Rat blood serum samples and isolated muscle proteins (n = 3 for each treatment group and timepoint) were sent to an off-site laboratory (RayBiotech), and quantitative proteomics were performed using a Miltiplex ELISA panel of rat-specific cytokines. Expression data for each treatment group (uninfected and infected) and time point (Day 4 and Day 14) were averaged, and a Student’s t-test was used to determine significant differences in expression.

Micro-CT scanning

Rat femurs were scanned using a Scanco Medical microCT 40 machine. Scans were performed along the long axis of the diaphysis using an energy of 55 kVp, a current of 145 mA, and a 200-ms integration time to produce a resolution of 16 mm3 voxel size. 140 slices were used to evaluate each hol,e with 20 additional slices on either side.

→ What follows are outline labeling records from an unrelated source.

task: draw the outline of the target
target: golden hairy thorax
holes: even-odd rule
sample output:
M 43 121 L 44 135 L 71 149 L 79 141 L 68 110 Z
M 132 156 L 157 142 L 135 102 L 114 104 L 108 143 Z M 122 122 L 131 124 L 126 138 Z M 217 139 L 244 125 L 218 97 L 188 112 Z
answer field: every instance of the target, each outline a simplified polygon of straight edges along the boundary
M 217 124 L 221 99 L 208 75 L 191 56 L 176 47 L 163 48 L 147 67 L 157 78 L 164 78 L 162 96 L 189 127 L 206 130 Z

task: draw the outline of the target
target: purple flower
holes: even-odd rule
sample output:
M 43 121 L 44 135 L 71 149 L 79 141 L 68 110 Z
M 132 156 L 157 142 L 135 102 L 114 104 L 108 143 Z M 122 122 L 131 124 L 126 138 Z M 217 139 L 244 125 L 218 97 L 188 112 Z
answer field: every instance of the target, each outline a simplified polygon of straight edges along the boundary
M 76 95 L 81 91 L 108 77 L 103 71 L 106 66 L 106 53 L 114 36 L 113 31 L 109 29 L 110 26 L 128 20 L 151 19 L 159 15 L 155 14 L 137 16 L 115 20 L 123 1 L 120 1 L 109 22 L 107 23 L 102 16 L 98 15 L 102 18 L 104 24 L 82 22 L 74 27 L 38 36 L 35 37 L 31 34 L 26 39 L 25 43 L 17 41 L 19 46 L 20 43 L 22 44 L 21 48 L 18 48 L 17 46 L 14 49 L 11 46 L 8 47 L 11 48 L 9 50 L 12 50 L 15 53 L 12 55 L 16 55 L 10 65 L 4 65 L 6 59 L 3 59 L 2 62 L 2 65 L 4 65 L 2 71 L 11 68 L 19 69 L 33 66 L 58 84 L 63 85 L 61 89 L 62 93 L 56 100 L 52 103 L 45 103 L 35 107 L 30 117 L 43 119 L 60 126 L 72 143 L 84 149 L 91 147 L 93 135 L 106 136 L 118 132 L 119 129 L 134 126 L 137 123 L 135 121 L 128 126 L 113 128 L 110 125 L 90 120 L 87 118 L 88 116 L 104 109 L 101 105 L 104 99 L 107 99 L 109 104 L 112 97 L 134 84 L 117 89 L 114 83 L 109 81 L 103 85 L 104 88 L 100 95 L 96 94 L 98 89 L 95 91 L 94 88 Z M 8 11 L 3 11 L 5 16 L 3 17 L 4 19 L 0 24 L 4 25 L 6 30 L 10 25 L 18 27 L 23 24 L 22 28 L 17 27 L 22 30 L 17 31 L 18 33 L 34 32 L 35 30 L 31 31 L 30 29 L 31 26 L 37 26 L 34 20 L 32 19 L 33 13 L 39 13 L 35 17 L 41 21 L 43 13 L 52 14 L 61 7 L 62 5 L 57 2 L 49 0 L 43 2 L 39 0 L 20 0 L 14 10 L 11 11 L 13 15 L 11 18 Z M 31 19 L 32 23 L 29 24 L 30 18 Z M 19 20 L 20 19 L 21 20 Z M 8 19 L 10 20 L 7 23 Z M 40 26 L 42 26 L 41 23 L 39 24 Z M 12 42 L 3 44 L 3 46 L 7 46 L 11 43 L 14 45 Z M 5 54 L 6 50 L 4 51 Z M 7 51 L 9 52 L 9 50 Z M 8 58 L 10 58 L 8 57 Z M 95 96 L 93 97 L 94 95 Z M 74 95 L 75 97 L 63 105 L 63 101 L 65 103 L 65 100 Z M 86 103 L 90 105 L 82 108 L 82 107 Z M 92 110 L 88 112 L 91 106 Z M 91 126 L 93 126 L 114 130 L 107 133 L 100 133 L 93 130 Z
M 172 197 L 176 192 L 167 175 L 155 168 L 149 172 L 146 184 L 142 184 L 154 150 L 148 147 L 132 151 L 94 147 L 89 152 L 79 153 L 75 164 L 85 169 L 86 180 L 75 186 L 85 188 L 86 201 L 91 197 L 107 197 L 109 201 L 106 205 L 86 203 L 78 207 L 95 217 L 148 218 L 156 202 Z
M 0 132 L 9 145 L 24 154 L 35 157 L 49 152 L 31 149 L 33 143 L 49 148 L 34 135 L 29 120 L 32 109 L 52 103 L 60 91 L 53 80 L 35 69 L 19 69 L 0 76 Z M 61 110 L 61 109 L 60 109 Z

All microCT data is reported as a percentage of bone volume at these holes. The manufacturer's software was used to calculate bone volume and mean density (BV/TV) data. The control femurs that did not undergo surgery were measured in their entirety for use as a reference for normalization. This negated minor variations in hole placement from sample to sample. Proximal and distal holes were grouped separately due to substantial differences in healing between locations.

Statistics

Graphs and statistical analysis were performed using R statistical software version 4.2.2 and the ggplot2, forcats, stringr, patchwork, scales, paletteer, and pheatmap libraries, or GraphPad Prism 10.4.180,81,82,86,87,88,89. Significant difference was defined in all cases as p < 0.05. The Mann-Whitney test was used in the analysis for BV/TV calculations in bone, CFU calculations in vivo, and RT-qPCR analysis. Student’s t-test was used for cytokine analysis, and lymph node immunofluorescence analysis. Kruskal-Wallis with False Discovery Rate was used for bone and muscle histology scoring analysis and lymph node weight analysis. An ordinary one-way ANOVA was used for virulence factor analysis, depth of fibrosis analysis, and osteoclast analysis.